I can’t believe he won’t accept my apology or wait …did I apologize? I thought I did. Even if I did not, he should have understood how bad I feel. He should have said, “Its ok honey. It’s only a phone!”
He’s quiet.
I am quiet.
He sulks with bottled up anger and I fume with unexpressed rage or is it guilt… or perhaps even rejection or all three!
I am your wife! I made a mistake! I apologized for it and offered a solution and you are still mad, still sulking. You don’t love me! You never have! You think I am an idiot! Cannot be responsible or trusted to take care of anything! You should never have given me that fucking phone!
I should never have asked to use it. That’s right. I never will ask to use it again. Won’t you feel sorry for treating me like this then!
“What’s the matter now?”
“I am hurt ok! I take care of my things. Did I take it out on you? I am quiet. Can’t I take some time to get over it? I don’t want your scratched up, banged up, dusty with crumbs and coffee stained phone OK! I just want to sulk and be left alone. Now why are you mad and sleeping here?”
And so we dance…back and forth. At times changing tunes and playing different roles. The games we found ourselves in as children without power. Hurt, beaten, mocked, embarrassed, hit at times, beaten with slippers and other handy things…raped! The games seem different, the rules are constantly changing, and us…we are struggling to learn to play and continue even when crushed again and again.
But we made it right! Look at us now. Our toys are intact. Wait! We have more toys now. Our own houses, cars, yesterdays shopping spree…no one can take away the material or the intimate from us now. We accumulate more and more and more. We are in charge. No one can whip, or rape or beat us into submission.
There are no new games… just old ones. We are the players, the played and the game! And, we don’t even know it!
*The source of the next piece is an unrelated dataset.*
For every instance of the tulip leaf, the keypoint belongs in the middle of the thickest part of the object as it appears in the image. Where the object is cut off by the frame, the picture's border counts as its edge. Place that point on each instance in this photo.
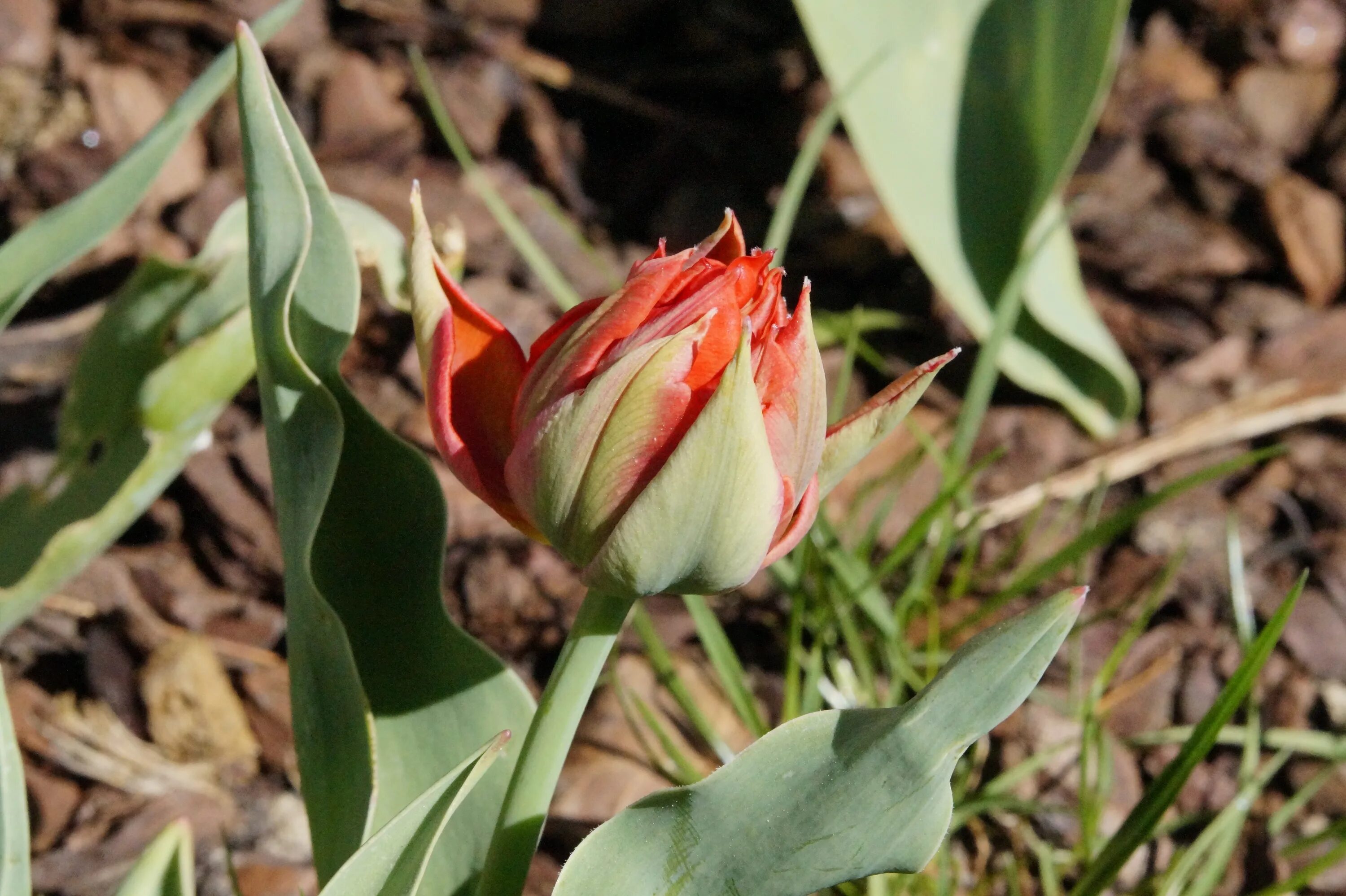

The above story came to me one day after a silly fight between my husband and I. None of it is true in the sense that I don’t know if it happened, but then again all of it could be true as well… I find it fascinating that things are never what they seem to be on the surface. People, situations or things that may trigger us in a particular moment often tend to have deep roots to other places and times…Some people call these implicit memories…what we don’t know, knows us all too well…and is always trying to get our attention one way, or another. If we notice the triggers long enough to pause without getting carried away by the storm…we can use them as clues and markers to find our way back to the source.